The clinical result is real. The access reality is narrow. Casgevy's list price is 2.2 million dollars per treatment course; Lyfgenia's is 3.1 million. The 2023 Institute for Clinical and Economic Review Final Evidence Report set a cost-effectiveness range of 1.35 to 2.05 million dollars per course (ICER, Gene Therapies for Sickle Cell Disease, 2023). Beyond price, the therapy itself requires a bone-marrow harvest, weeks of inpatient myeloablative chemotherapy, and a credentialed authorized treatment center capable of performing autologous hematopoietic stem cell transplant. Only a fraction of the 100,000 Americans with sickle cell disease currently lives within practical travel distance of such a center. Every active CRISPR sickle cell trial in the US ClinicalTrials.gov registry is still ex-vivo, meaning cells are edited outside the body, and no in-vivo approach that would avoid the chemotherapy step is yet in human trials for this disease.

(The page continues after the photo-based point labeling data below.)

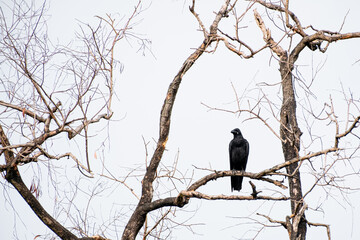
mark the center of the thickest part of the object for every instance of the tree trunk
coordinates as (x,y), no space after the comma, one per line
(290,133)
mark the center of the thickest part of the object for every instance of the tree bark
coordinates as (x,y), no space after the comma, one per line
(290,134)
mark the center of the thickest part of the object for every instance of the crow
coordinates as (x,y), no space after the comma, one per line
(239,152)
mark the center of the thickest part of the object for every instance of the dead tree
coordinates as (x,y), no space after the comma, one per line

What to ask at your next pediatric hematology visit

Take these questions to your child's next appointment. Write the answers down. Bring the paper back. First: Is my child on hydroxyurea, and if not, why not? Second: What is our written fever plan, and what is the phone number I call at 2 a.m.? Third: What is our individualized pain plan, and is it on file at our nearest ER? Fourth: Are we near an authorized treatment center that offers Casgevy or Lyfgenia, and what are the age, severity, and insurance criteria to be considered later? To find a pediatric hematologist who specializes in sickle cell disease, search the Sickle Cell Disease Association of America member organization directory, or ask your child's pediatrician for the nearest sickle cell center of excellence.